AG: Make some noise
Joy Beeson wrote in
One day while strolling down the center of a recreationway without a
thought in my head, I was startled by the whirr of off-road tires to
my right: two bike riders were overtaking me.
I was only mildly startled, so it was only mildly rude -- but suppose
a squirrel in the trees to my right had done something cute and I had
swerved in that direction to look? Both riders could have ended up in
the hospital or, with only a little bad luck, the morgue.

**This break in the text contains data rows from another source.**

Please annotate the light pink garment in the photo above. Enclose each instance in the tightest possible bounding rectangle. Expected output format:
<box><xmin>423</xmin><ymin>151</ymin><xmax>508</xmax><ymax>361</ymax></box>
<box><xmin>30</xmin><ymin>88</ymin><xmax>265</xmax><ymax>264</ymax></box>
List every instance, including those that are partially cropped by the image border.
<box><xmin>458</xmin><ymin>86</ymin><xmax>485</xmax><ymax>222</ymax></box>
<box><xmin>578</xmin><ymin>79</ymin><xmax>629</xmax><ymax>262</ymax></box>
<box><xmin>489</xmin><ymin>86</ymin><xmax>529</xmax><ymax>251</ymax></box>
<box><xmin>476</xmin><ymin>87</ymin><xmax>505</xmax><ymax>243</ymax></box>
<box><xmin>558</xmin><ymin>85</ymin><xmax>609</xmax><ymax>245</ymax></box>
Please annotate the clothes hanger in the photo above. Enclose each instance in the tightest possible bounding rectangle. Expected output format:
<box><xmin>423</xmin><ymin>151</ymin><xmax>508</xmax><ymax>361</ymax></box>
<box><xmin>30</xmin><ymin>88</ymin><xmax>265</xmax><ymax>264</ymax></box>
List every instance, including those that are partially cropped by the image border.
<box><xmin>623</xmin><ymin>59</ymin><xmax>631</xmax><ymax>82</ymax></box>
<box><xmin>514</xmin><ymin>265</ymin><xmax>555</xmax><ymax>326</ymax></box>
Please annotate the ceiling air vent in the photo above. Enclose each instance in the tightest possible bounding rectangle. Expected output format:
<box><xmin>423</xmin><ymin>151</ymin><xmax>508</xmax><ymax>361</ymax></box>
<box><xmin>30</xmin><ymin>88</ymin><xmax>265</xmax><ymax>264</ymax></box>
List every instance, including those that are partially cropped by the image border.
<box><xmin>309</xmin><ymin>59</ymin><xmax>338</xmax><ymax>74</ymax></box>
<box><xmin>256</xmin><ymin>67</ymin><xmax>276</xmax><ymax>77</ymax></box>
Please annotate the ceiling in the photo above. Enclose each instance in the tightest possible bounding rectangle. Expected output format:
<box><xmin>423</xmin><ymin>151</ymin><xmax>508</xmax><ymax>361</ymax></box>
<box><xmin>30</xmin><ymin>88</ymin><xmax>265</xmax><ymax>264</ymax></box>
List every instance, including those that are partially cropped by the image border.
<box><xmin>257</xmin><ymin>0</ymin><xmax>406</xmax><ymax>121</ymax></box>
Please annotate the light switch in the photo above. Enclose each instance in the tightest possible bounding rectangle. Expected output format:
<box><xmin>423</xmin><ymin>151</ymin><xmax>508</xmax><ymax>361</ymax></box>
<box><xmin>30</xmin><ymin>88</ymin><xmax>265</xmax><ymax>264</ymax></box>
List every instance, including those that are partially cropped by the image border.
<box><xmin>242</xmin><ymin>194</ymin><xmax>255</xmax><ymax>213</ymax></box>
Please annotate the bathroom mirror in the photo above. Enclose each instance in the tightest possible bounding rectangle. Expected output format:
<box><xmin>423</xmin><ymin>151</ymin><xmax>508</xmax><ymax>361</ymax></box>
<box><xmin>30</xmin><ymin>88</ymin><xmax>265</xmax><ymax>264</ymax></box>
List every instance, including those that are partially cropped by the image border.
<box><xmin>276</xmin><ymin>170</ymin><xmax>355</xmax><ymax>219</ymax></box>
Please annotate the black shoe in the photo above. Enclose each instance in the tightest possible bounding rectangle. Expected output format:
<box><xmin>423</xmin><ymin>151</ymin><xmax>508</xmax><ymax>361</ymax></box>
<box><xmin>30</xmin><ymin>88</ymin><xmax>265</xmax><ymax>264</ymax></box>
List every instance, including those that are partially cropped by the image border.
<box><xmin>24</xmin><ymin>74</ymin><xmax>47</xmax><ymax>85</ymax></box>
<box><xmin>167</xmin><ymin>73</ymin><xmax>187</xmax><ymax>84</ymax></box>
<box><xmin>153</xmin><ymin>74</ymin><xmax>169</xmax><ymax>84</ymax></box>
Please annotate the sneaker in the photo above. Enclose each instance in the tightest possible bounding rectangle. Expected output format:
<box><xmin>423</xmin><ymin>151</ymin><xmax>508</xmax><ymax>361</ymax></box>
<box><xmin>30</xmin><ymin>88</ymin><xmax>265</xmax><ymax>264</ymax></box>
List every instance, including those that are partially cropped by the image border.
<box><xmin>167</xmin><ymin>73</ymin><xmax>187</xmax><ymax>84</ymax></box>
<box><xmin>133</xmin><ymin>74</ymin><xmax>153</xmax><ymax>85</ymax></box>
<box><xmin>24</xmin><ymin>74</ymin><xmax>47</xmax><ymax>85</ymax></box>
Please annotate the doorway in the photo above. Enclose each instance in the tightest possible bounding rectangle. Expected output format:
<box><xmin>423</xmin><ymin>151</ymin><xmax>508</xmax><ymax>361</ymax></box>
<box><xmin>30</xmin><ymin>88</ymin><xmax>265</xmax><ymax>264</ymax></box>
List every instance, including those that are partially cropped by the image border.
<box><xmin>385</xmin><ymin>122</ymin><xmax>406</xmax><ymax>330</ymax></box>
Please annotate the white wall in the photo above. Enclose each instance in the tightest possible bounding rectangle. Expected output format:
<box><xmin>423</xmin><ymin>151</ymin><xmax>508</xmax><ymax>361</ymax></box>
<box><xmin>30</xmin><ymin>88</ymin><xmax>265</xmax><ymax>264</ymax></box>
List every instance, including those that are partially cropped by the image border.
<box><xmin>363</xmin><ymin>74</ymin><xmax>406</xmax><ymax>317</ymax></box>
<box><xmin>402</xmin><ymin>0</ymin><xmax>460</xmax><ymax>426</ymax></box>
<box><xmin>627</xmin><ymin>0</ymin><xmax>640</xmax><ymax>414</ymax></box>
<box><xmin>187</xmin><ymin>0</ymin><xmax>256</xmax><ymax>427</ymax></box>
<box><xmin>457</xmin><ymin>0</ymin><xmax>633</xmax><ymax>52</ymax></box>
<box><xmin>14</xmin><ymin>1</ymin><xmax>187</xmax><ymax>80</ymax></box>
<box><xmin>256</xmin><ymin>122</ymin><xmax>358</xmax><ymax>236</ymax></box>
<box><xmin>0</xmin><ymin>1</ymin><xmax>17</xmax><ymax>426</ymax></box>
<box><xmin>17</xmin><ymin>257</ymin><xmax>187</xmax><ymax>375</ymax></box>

Before you overtake someone, MAKE SOME NOISE. "Hi!" is popular for
this purpose when overtaking another bicycle on the road. When
overtaking a pedestrian on a recreationway, I like to give a little
more information. After experimenting with many phrases, I settled on
"I am on your left". This usually elicits a smile and a step to the
Cyclists who train in a pack often say "left!" or "on your left!" when
overtaking. If you address either remark to a random stranger, he
will jump to his left.
By the way, *always* overtake on the left, unless you are across the
pond or in the 5-Boro Bike Tour. On that tour, the cry when
overtaking was "Keep Straight!" (It would have been a *much* more
pleasant ride if they had told us that the front was being motor-paced
to a maximum speed of six miles per hour. For one thing, I'd have
worn walking shoes.)
If you're on foot, cyclists should overtake you on your right and they
should sound a bell or other warning close enough that you should hear it
but far enough away that they will still have time to evade should you
move to the right.
Multiuse pathways are like rural roads, and the watchword should be that
wheeled traffic keeps right and foot traffic keep left. When suburds
without sidewalks were in vogue in the '50s and '60s, the Ontario Ministry
of Transport ran public service ads on TV exhorting us, "Where there are
no sidewalks, walk on the left facing traffic." I would propose that modus
vivendi be observed on multi-use paths.